|These cheesecake cupcakes were decorated by my daughter - flags of N. and S. America|
There a few tricks to making these, or any other cheesecake.
- Make sure that all the ingredients are at room temperature and the cream cheese is really soft.
- Mix the batter until there are no lumps of cream cheese. If your cream cheese and eggs are warm, they will come together better, without getting lumpy
- Since there is a bit of beating going on, don't try this unless you have an electric mixer. Your arms are going to be exhausted getting this together otherwise.

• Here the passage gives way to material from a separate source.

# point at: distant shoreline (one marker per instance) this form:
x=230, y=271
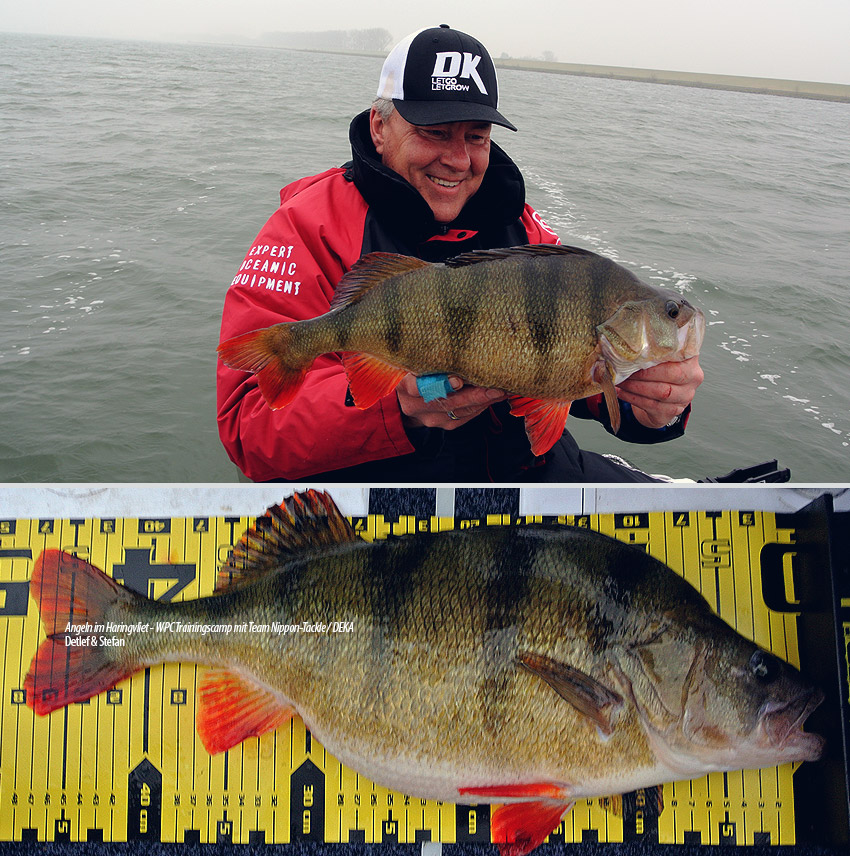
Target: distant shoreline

12 oz. cream cheese, at room temperature
2 ½ large eggs, at room temperature (½ an egg is 1 ½ Tablespoons. Beat an egg then measure what you need.)
½ cup sugar
½ teaspoon vanilla extract
3 Tablespoons sour cream
1 teaspoon sugar
⅛ teaspoon vanilla extract
Preheat oven to 300° F.
Line 9 regular sized muffin cups with cupcake liners.
For the ﬁlling, beat cream cheese until smooth. Beat in eggs, one at a time. Make sure egg is fully incorporated before adding another. Beat in sugar and vanilla. Divide among muffin cups (about ¼ cup per cupcake).
Bake for 45 minutes or until just set. Do not overbake! They should not brown at all. Cool for 5 minutes in the pan. Combine topping ingredients in a small bowl. Fill the depression in each cupcake (it will form while cooling) with about 1 teaspoon sour cream mixture. Bake for an additional 10 minutes.
Cool completely. Store in refrigerator. Serve chilled.